5 is way too young for this!

Post # 10
Member
12825 posts
Honey Beekeeper

Maybe it was normal two generations ago but in this day and age, those parents are being irresponsible. As mentioned, there is a lot more going on here than just a lack of supervision outdoors, too. No dinner, trusting complete strangers etc. It’s neglectful. 

Post # 11
Member
1862 posts
Buzzing bee
  • Wedding: April 2016

Absolutley not ok. They are lucky you are a good person and not a deviant. But that’s just lucky on their part because they don’t know you and left their child with you unsupervised for 3 HOURS. 

I know a lot of people used to play outside unsupervised and things were fine. But surely those parents knew the community, still at least CHECKED on you occasionally and fed you dinner. 

Seriously, this is unacceptable. If you are ok with it I would be making sure he is safe and fed. If you are still uneasy I’d probably try to get to know the parents and if all of that fails I’d probably call someone, at least for some advice. 

Post # 12
Member
5789 posts
Bee Keeper

I’m a mom, grandma and this isn’t normal in my eyes. They sound negligent and the poor little guy sounds lonely, my heart goes out to him.
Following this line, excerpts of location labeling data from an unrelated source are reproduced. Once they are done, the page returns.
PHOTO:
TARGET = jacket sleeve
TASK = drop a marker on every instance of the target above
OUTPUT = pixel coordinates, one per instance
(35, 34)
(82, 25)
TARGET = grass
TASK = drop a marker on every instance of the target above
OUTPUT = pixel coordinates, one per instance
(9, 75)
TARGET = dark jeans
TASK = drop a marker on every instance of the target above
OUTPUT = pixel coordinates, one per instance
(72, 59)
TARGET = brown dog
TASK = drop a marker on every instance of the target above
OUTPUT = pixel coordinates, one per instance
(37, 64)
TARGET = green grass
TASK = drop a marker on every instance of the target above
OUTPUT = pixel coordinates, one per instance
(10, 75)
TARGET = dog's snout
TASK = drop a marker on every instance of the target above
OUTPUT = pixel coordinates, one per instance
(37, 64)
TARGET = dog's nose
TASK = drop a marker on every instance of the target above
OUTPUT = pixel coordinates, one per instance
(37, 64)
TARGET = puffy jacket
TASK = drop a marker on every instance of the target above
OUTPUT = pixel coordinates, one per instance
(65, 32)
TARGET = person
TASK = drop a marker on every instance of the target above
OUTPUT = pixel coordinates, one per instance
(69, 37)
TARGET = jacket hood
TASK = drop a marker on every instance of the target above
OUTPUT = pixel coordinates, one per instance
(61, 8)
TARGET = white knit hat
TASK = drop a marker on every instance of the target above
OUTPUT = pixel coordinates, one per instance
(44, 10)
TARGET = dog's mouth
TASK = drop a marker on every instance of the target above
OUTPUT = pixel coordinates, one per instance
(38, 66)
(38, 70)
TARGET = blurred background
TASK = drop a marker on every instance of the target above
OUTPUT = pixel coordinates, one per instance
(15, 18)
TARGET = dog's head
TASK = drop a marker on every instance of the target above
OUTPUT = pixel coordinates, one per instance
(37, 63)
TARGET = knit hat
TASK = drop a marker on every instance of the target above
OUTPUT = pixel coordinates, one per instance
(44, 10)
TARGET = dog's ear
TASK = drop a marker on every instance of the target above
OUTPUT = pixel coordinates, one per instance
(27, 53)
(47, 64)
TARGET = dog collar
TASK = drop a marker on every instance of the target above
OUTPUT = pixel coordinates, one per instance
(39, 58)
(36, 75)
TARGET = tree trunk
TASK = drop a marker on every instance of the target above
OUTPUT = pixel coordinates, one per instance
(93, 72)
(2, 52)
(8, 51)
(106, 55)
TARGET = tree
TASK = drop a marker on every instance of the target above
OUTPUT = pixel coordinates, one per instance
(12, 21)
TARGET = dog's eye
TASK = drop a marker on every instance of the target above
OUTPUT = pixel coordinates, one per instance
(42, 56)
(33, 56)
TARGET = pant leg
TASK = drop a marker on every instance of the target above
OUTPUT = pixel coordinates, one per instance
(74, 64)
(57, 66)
You and your husband sound like kind, caring people but sadly you seem to care more about him being safe or fed than his own parents, how heartbreaking. frown

Post # 13
Member
2723 posts
Sugar bee

When I was a kid we roamed the neighbourhood for hours and spent lots of time at the neighbours houses, but there are a few things that are different about this that make it very odd to me:

1) He’s only 5. (Even 7 or 8 would make more sense)
2) it’s just one kid – when I was little there was minimum 2 of us playing, but usually 4-6. Then at least if something happens the other kids can come get help
3) Not checking on him periodically 
4) They don’t know you at ALL and have made no attempt to get to know you even though their kid has taken an interest in you (my parents immediately started befriending the neighbours when all of their kids started hanging out together)
5) They left him with you for 3 hours in the evening without making sure he was fed. 8pm is bed time for most 5 year olds

Post # 14
Member
5789 posts
Bee Keeper

View original reply
weddingmaven :  
View original reply
wolfeyes :  All of this. I too grew up in a different era where kids were generally allowed much more freedom than is the norm today- but even so, there are still several key differences. As wolfeyes says- a 5 year old wouldn’t be off on their own, they’d be with other kids and likely an older brother or sister (otherwise 7 or 8 would be more the norm for hanging around with friends). Not only were there a lot more kids around, but people knew their neighbours much, much better- other adults in the area were more akin to aunts and uncles, not strangers you barely knew. And the parents still cared where their kids were at suppertime. I am so, so sad for this little boy. 

Post # 15
Member
2667 posts
Sugar bee
  • Wedding: County courthouse

I think it depends what control you live in. Definitely not ok here in the US. My kids are 8 and 5. We also live in a cul de sac, and I never allows my kids to play our front without me watching. Now that fenced in back yard, yes I do, but I open the sliding door and leave the screen door closed. So I can at least hear them. I also chceck up on them regularly. This isn’t normal at all.